Instead of salmon, consider using invasive brook trout or rainbow trout in a holiday cheeseball like the one above. Photo courtesy of Flickr.com.
Like most avid fly fishers, I release most of the fish I catch. But for several reasons, I have stopped looking at fishing from a numbers perspective, and I’m harvesting more fish than I usually do, but I’m doing so for good reasons.
Here in the West, one of the greatest threats to our native cutthroat trout is the presence of invasive species — brook trout have taken over many a high-country trout stream from native fish, and some of our big-water cutthroat trout habitat is under serious threat from rainbow trout (rainbows and cutthroats can spawn together in the spring and produce a fertile hybrid). So, of late, I’ve made it a point to actually target these non-native fish and harvest them for the smoker or the grill.
Often, state fish and game agencies encourage anglers to harvest invasive trout or char — limits are either non-existent or they’re very liberal. Such is the case here in my corner of Idaho, where the brook trout limit is a whopping 25 (with a few exceptions where brookies are part of a trophy fishery). Also, on the South Fork of the Snake River, anglers are encouraged to harvest rainbow trout, and there is no official limit on these fish, some of which can exceed 18 or 20 inches and are big enough to actually filet.
I have quite a few fish in the freezer, and with the holidays approaching, it’s a great time to defrost some of the trout and put them to use in some festive recipes. I have a few dozen smoked brookies frozen in vacuum packs that I set aside just about every year for my favorite holiday recipe. I’ve even gotten requests from friends who expect me to bring this dish to parties, or to have it on hand if we gather at here at our house to celebrate the season.
My “brook trout paté” isn’t really a paté, but more of a cheeseball featuring smoked brookies. It’s also easy to make, and, as I tell my friends, by enjoying some, they’re doing their part and helping remove invasive fish from our rivers that threaten the long-term survival of native cutthroat trout.
Here’s the recipe:
What you’ll need
- Six to eight (depending on size) cleaned brook trout. Removal of the heads and tails is optional
- Two bricks of cream cheese
- Two tablespoons of minced garlic
- Half an onion, finely chopped
- Handful of fresh chives
- Half a tablespoon of dill
- One quarter cup of rolled or finely chopped almonds and/or cashews
- One teaspoon each of salt and pepper
- Your favorite crackers — the sturdier, the better
Smoking your trout
The first step is the most important … and the most time-consuming. You need to smoke your brook trout. Here’s how I do it.
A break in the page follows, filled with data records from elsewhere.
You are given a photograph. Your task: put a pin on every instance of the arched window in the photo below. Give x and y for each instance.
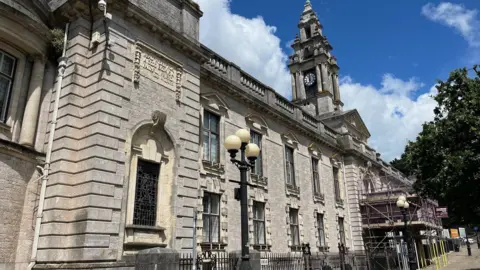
(150, 177)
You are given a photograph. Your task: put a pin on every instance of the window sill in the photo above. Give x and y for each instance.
(145, 228)
(213, 167)
(213, 246)
(319, 198)
(296, 248)
(323, 248)
(262, 247)
(339, 203)
(142, 245)
(293, 189)
(5, 126)
(259, 180)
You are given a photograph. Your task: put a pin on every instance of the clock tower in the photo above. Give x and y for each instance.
(313, 68)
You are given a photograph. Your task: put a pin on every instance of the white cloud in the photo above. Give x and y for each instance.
(389, 113)
(391, 116)
(248, 42)
(463, 20)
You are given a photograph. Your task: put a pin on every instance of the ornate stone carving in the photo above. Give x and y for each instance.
(158, 68)
(159, 118)
(178, 94)
(136, 70)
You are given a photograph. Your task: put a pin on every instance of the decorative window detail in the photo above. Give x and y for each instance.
(151, 163)
(290, 168)
(7, 69)
(341, 231)
(259, 223)
(317, 192)
(259, 219)
(211, 218)
(211, 134)
(336, 183)
(294, 229)
(145, 209)
(321, 232)
(256, 138)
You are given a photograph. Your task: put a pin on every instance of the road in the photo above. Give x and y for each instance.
(461, 260)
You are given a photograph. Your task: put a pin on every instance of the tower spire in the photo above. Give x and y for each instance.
(314, 71)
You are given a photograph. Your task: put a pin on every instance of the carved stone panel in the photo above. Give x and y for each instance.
(158, 68)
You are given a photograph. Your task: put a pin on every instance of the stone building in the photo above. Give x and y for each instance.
(112, 148)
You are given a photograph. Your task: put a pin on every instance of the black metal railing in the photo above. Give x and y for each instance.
(304, 260)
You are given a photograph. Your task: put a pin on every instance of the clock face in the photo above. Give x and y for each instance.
(309, 79)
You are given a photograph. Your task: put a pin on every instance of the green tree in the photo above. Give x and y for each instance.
(445, 157)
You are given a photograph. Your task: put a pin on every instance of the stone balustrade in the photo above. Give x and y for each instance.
(254, 88)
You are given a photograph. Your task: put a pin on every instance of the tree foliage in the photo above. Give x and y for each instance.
(445, 157)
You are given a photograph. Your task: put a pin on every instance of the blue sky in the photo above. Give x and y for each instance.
(374, 36)
(390, 52)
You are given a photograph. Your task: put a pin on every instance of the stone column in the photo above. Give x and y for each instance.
(318, 74)
(301, 87)
(30, 117)
(324, 72)
(336, 90)
(294, 89)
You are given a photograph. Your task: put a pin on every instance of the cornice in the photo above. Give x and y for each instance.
(260, 106)
(20, 151)
(73, 9)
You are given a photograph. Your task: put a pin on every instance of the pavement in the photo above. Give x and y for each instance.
(460, 260)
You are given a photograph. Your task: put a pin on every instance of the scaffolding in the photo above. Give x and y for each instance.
(382, 224)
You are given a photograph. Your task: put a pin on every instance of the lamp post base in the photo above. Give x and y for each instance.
(245, 265)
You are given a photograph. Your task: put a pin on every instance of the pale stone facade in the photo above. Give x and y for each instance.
(135, 91)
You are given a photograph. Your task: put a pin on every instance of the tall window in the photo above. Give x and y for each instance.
(290, 168)
(294, 232)
(7, 67)
(211, 141)
(321, 230)
(341, 230)
(336, 183)
(259, 223)
(316, 177)
(256, 138)
(145, 207)
(211, 218)
(308, 32)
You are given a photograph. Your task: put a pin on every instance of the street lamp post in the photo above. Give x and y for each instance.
(233, 143)
(403, 205)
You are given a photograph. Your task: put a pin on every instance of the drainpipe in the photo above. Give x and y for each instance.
(61, 70)
(345, 184)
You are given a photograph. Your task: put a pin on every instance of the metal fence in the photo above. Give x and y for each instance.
(266, 261)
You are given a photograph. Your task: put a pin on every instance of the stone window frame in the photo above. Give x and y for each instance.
(293, 204)
(316, 153)
(213, 103)
(11, 78)
(147, 153)
(18, 90)
(258, 194)
(316, 212)
(257, 124)
(291, 141)
(215, 185)
(335, 163)
(345, 229)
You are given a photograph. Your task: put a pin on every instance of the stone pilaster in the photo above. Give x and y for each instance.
(294, 89)
(29, 123)
(336, 90)
(324, 75)
(318, 74)
(301, 87)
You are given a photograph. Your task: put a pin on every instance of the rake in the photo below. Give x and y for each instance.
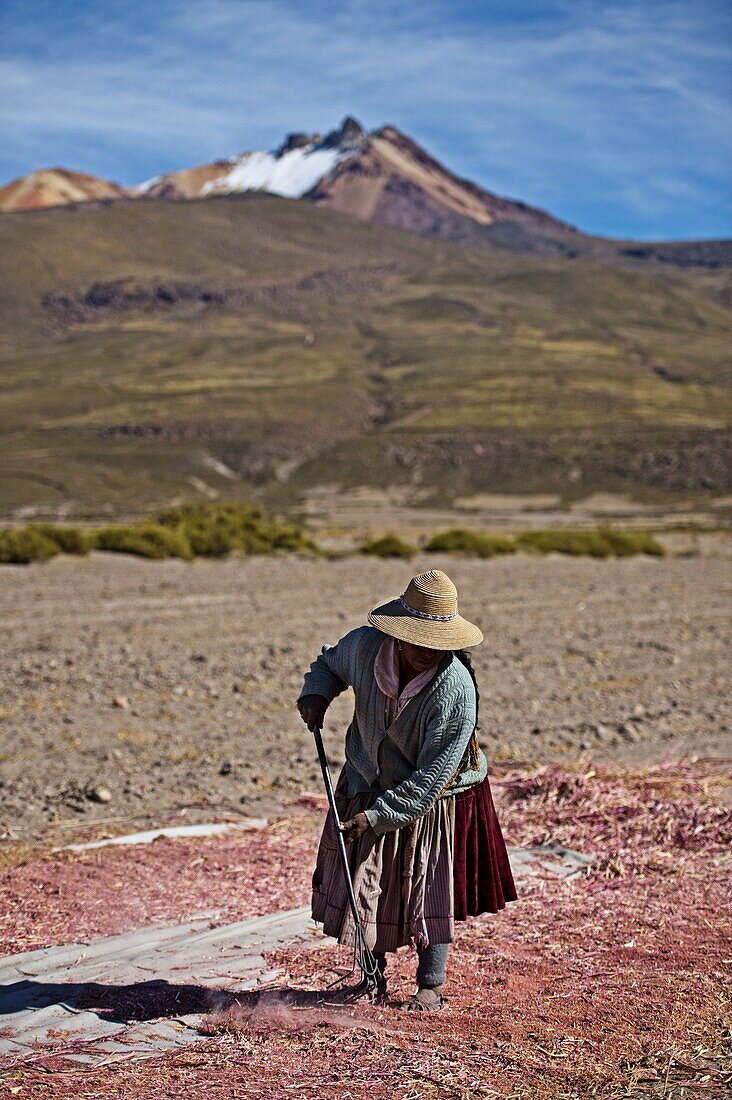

- Most of the brookies I catch are between 6 and 10 inches long. I “brine” the trout in a freezer bag overnight, usually in a solution that includes something salty, like teriyaki sauce, soy sauce or even Worcestershire sauce. Often, I’ll throw in some brown sugar or some citrus, too. It’s totally up to you.
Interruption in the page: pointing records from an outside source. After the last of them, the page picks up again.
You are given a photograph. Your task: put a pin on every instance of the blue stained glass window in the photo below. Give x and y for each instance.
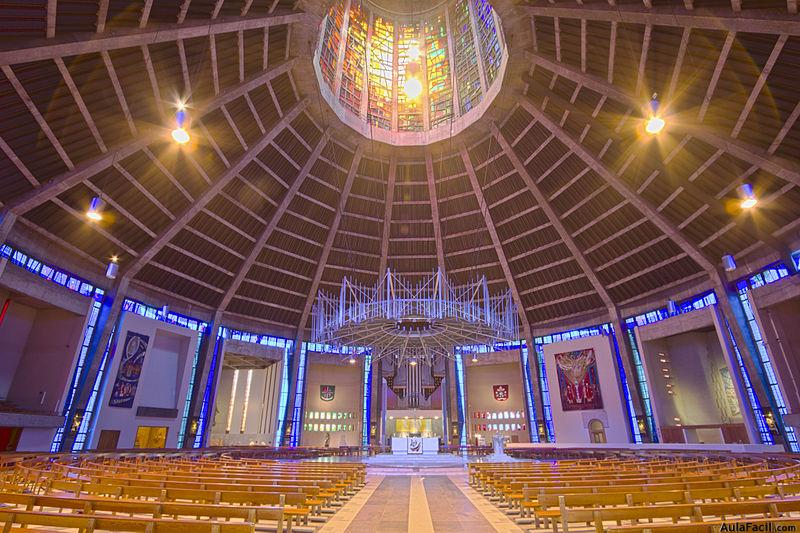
(366, 403)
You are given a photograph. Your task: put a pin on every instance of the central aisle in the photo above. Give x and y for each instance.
(402, 501)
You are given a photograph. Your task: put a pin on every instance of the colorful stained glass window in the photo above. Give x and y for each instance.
(409, 111)
(491, 50)
(451, 56)
(381, 73)
(468, 76)
(331, 37)
(440, 88)
(355, 57)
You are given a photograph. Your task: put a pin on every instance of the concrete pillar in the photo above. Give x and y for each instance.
(200, 381)
(631, 376)
(7, 219)
(107, 321)
(731, 309)
(294, 363)
(733, 367)
(536, 391)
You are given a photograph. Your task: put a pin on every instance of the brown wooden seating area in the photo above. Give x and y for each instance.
(684, 494)
(173, 493)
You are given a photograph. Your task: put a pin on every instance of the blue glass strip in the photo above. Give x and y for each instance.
(88, 332)
(644, 390)
(299, 397)
(533, 426)
(547, 408)
(462, 408)
(367, 400)
(768, 372)
(755, 404)
(202, 421)
(88, 419)
(632, 420)
(283, 403)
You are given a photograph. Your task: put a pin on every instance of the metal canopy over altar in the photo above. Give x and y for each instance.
(414, 322)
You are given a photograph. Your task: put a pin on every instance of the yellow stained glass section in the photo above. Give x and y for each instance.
(440, 89)
(381, 70)
(329, 51)
(354, 60)
(409, 111)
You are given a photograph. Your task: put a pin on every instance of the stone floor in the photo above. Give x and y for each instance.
(430, 500)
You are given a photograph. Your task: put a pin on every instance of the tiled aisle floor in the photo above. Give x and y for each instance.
(418, 503)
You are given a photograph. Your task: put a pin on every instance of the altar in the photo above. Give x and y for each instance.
(415, 445)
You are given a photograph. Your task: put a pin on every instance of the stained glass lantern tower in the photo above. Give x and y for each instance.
(409, 76)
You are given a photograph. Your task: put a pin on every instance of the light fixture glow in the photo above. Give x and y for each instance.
(747, 196)
(94, 213)
(412, 88)
(180, 136)
(749, 203)
(654, 125)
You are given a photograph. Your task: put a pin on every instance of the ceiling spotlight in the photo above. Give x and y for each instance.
(412, 88)
(747, 196)
(113, 268)
(729, 263)
(94, 213)
(654, 125)
(180, 136)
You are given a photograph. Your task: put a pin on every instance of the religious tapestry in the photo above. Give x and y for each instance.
(327, 392)
(578, 381)
(500, 392)
(130, 370)
(415, 445)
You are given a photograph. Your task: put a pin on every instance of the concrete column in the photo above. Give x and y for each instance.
(378, 406)
(733, 367)
(536, 391)
(294, 363)
(7, 219)
(108, 319)
(731, 310)
(200, 382)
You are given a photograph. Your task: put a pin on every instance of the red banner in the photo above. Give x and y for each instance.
(500, 392)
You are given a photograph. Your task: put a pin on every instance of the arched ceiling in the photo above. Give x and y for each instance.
(554, 193)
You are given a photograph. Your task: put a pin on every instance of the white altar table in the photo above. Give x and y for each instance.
(415, 445)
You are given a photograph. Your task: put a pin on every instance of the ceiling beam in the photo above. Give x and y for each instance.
(209, 194)
(52, 13)
(784, 169)
(655, 217)
(326, 249)
(437, 221)
(676, 17)
(712, 84)
(498, 247)
(759, 85)
(93, 43)
(83, 171)
(273, 223)
(556, 222)
(387, 216)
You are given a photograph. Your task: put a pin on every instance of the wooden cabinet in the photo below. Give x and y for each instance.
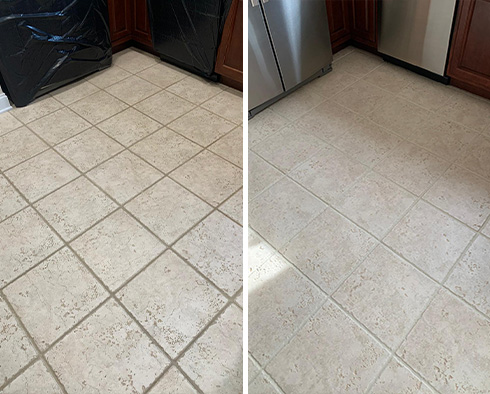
(229, 63)
(469, 59)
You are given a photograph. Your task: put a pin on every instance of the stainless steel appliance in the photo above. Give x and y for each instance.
(417, 32)
(288, 45)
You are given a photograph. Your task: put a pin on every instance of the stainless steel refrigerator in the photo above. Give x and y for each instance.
(288, 46)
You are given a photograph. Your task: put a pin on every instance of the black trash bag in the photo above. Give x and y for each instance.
(187, 33)
(45, 44)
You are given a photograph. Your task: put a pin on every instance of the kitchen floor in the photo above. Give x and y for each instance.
(370, 240)
(121, 237)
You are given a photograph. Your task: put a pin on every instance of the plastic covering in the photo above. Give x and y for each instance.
(188, 32)
(45, 44)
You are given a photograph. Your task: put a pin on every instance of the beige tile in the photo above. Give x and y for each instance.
(230, 147)
(280, 300)
(168, 209)
(412, 167)
(288, 148)
(132, 90)
(164, 107)
(215, 360)
(376, 204)
(328, 174)
(195, 89)
(201, 126)
(463, 195)
(98, 107)
(210, 177)
(470, 277)
(450, 347)
(263, 125)
(347, 362)
(107, 353)
(165, 149)
(88, 149)
(124, 176)
(429, 239)
(10, 200)
(35, 379)
(173, 382)
(25, 240)
(41, 175)
(329, 249)
(282, 211)
(399, 292)
(59, 126)
(16, 350)
(215, 247)
(18, 146)
(172, 301)
(260, 175)
(129, 126)
(397, 378)
(117, 248)
(73, 92)
(227, 105)
(75, 207)
(55, 296)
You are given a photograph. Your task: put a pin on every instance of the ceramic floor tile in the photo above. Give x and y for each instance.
(172, 302)
(18, 146)
(282, 211)
(280, 300)
(329, 249)
(463, 195)
(210, 177)
(107, 353)
(132, 90)
(117, 248)
(470, 277)
(168, 209)
(215, 247)
(165, 149)
(450, 347)
(328, 174)
(164, 107)
(412, 167)
(348, 361)
(129, 126)
(88, 149)
(41, 175)
(25, 240)
(376, 204)
(399, 291)
(54, 296)
(59, 126)
(430, 239)
(215, 360)
(16, 350)
(75, 207)
(201, 126)
(124, 176)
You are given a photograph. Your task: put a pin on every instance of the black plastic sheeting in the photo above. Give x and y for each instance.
(188, 32)
(45, 44)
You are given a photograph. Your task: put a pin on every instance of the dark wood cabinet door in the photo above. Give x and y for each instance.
(469, 60)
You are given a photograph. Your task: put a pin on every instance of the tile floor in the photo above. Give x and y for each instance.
(370, 236)
(121, 237)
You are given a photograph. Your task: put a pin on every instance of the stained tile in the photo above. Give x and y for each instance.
(172, 301)
(168, 209)
(107, 353)
(214, 247)
(54, 296)
(117, 248)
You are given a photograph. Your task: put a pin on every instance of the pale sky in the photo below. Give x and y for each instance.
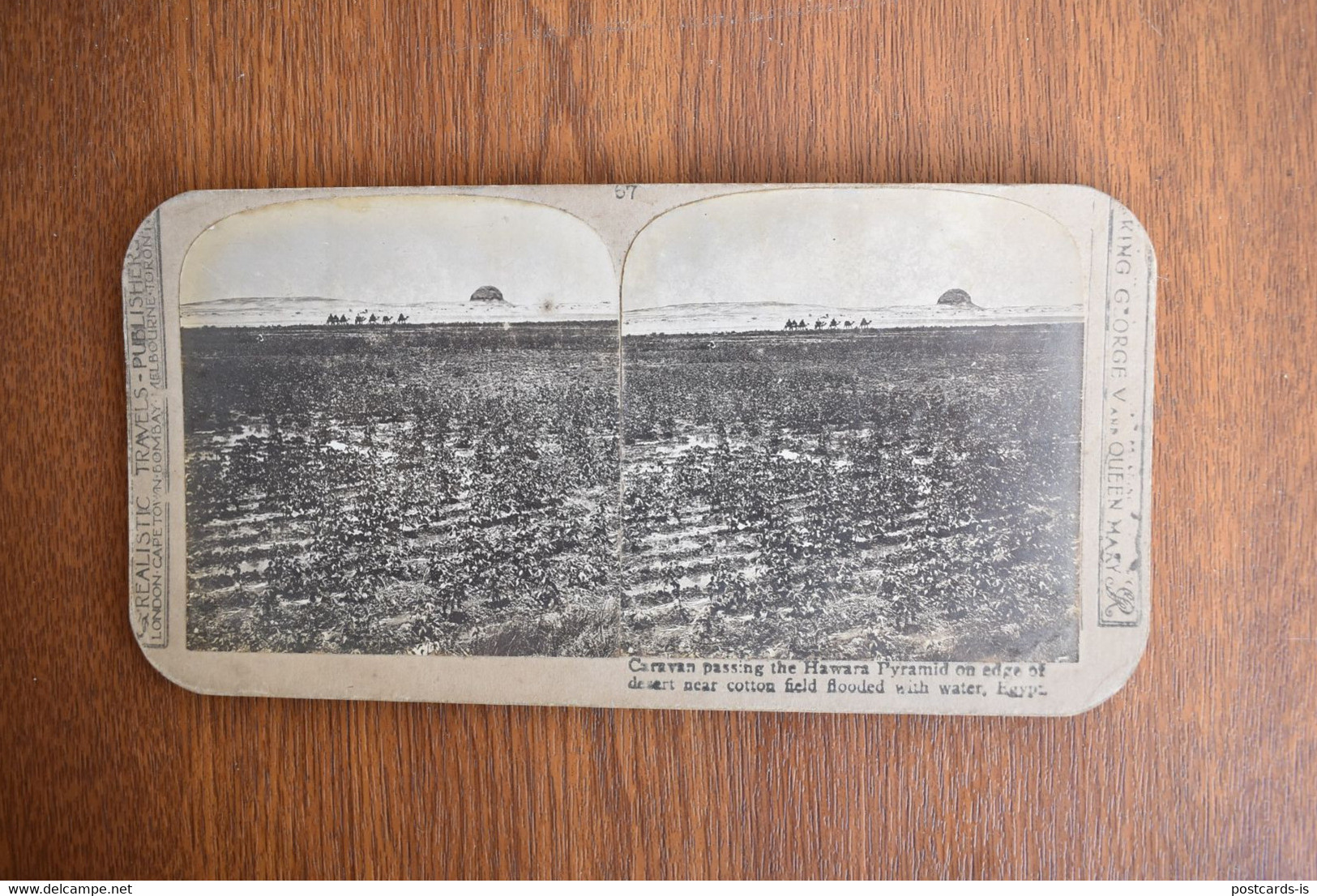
(853, 248)
(428, 252)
- I have a small electric smoker that works great for fish. I’ll lay the fish out on the grates above the heating element and then soak some alder chips in a cast-iron tray below the fish. I let it smoke on medium heat (about 190 to 220 degrees) for about three or four hours.
Building your cheeseball
- Once the fish are smoked, take a fork and pull the smoked meat from the bones. By this point, the flesh should be flaky and come off the bone easily. Discard the skeletal remains of the fish.
- About an hour before the smoking is done, take the two bricks of cream cheese out of the fridge and let them soften on the counter. In a pinch, you can toss the bricks in the microwave, but letting them soften over an hour or so is best.
- Take your brook trout flakes and combine them with all the ingredients except for the nuts and then fold the whole mixture in with the cream cheese. Mix well. The mixture should make two “balls” about the size of little league baseballs.
- Spread your rolled or chopped nuts out on a cutting board, and roll each ball in the almonds or cashews to coat the outside.
- Wrap your cheeseball in plastic wrap and either freeze it for later use or put it the fridge until you’re ready to put it out for folks to enjoy.
You can simply put the cheeseball on a small serving dish, or, in keeping with the holidays, present it with some garnish, like cranberries. I like to put it atop a few leaves of fresh spinach (it makes cleanup easier, honestly). I usually take it out of the refrigerator about an hour before serving so it softens a bit and folks don’t break their crackers trying to get at it.